Professor in Economics with Royal Thimphu College, Sanjeev Mehta, said that tariff liberalisation tends to benefit the economy in many ways, including lower prices and that it will ease the inflationary pressure.

“Tariff is often used as a protectionist measure, but at the expense of protecting inefficiency. In the case of Bhutan, even import substitution is not possible in a large range of activities, due to limitations imposed by the small size of the market, limited raw materials and expensive labour,” he said.

He said that the fear of opening the floodgates to foreign goods was not realistic. “Even with higher tariffs, foreign goods are entering the domestic market as domestic substitutes are not available.”

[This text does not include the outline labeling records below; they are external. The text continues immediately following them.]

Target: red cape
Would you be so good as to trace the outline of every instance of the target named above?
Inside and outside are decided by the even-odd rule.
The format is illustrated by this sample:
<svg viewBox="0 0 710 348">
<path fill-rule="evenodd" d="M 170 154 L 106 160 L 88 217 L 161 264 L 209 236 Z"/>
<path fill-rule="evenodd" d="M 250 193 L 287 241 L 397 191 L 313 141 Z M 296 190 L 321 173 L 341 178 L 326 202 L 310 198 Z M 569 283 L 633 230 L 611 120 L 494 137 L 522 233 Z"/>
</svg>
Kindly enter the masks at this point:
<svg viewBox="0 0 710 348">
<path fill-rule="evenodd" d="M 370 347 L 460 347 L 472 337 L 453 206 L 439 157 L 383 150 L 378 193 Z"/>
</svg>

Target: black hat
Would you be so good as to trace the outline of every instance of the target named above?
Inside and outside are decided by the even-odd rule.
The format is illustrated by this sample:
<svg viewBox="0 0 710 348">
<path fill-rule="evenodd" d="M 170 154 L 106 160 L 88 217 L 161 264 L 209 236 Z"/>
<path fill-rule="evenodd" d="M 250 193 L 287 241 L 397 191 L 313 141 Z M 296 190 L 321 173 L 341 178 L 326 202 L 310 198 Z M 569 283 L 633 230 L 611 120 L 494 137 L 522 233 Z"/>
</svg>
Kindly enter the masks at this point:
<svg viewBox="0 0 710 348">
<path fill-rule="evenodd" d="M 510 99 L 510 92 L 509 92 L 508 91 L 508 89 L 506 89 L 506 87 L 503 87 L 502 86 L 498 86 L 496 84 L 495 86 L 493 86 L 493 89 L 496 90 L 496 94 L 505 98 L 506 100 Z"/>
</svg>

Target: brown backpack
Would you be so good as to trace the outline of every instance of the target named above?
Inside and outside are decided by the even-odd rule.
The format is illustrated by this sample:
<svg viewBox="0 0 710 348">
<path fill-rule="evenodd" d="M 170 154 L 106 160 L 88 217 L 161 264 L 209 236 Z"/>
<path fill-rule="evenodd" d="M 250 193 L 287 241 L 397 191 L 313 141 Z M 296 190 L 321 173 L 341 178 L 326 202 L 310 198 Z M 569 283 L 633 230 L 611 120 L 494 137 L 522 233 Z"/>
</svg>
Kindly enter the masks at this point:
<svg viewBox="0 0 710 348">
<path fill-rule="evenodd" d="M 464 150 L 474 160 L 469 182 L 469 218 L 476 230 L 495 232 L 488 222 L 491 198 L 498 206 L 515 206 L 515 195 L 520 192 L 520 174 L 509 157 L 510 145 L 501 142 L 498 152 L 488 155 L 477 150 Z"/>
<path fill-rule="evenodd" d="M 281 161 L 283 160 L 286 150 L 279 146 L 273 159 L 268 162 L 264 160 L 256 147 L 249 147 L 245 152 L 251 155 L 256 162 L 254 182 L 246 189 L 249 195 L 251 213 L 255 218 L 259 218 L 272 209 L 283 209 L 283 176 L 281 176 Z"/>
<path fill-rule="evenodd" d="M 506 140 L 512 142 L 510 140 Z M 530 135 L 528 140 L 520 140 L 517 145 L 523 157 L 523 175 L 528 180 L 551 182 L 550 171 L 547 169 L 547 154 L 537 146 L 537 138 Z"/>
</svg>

The professor said that the revised duty structure would not affect small producers much as they receive benefits such as concessional loans and tax rebates. He said that the proposed CD is a right step to promote competition.

No change has been proposed on the tariff on alcohol, vehicles, alcohol, tobacco, gold and silver. The proposed customs duty covers more than 500 goods including medical equipment, agriculture and education-related products. In the case of goods imported within the South Asian Free Trade Area (SAFTA), the customs duty is levied based on the preferential tariff rates as agreed by the member countries.

The proposed CD is being reviewed by the National Council, where some of the members have expressed views for retaining the 50 percent CD on wood-based imports. While some of the members supported the government’s proposal to reduce the CD on fertilisers to zero, others were against it.

The House of review will submit its recommendations to the National Assembly, which has the sole authority whether or not to accept them.